In the Netherlands, all radioactive waste is currently collected and stored above ground for at least 100 years by COVRA. After 100 years, all radioactive waste must be permanently disposed of. One option for permanent disposal currently considered is a purpose-built geological disposal facility in rock salt, where a combination of natural and engineered barriers is expected to provide the necessary safety. Rock salt, as a natural barrier, is considered impermeable when undisturbed. Therefore, radionuclides can only reach the surface via the mined openings of the geological disposal facility. Here, multiple engineered barriers provide the necessary safety. In the short term, these include concrete seals, HLW packages, and waste forms. In the long term, moisturized granular salt backfill provides containment. Here, we present the safety assessment of a geological disposal facility in rock salt, using the updated Dutch disposal concept and waste inventory. In total, seven different scenarios are modelled: the (1) normal evolution scenario in which the geological disposal facility evolves as expected, and six alternative scenarios: failure of (2) the high level waste packages, (3) failure of the tunnel seals, (4) failure of the spiral ramp seal, (5) flow path between a brine pocket and mine excavations, (6) less probable characteristics of radionuclide mobilization and transport, (7) and reduced long-term sealing by backfill.

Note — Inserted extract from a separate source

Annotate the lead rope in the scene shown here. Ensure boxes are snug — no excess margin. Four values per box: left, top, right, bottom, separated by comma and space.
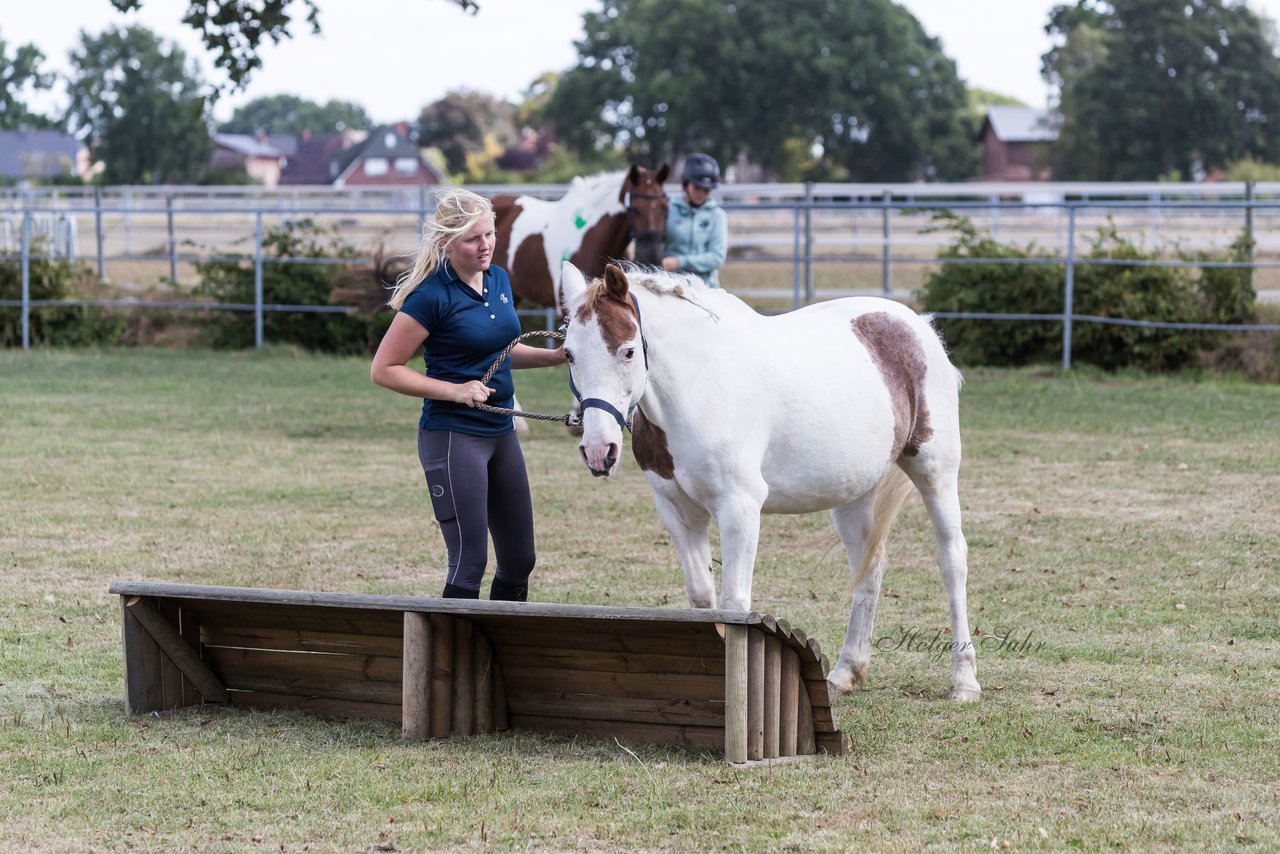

Model results show that when the geological disposal facility evolves as expected, no release of radionuclides is expected. Likewise, no release is expected in the six alternative scenarios, although differences exist in the extent to which radionuclides are able to travel within the geological disposal facility. These results indicate that the engineered barriers, combined with the natural barrier of the rock salt, are effective in isolating and providing containment during at the least the first million years after closure.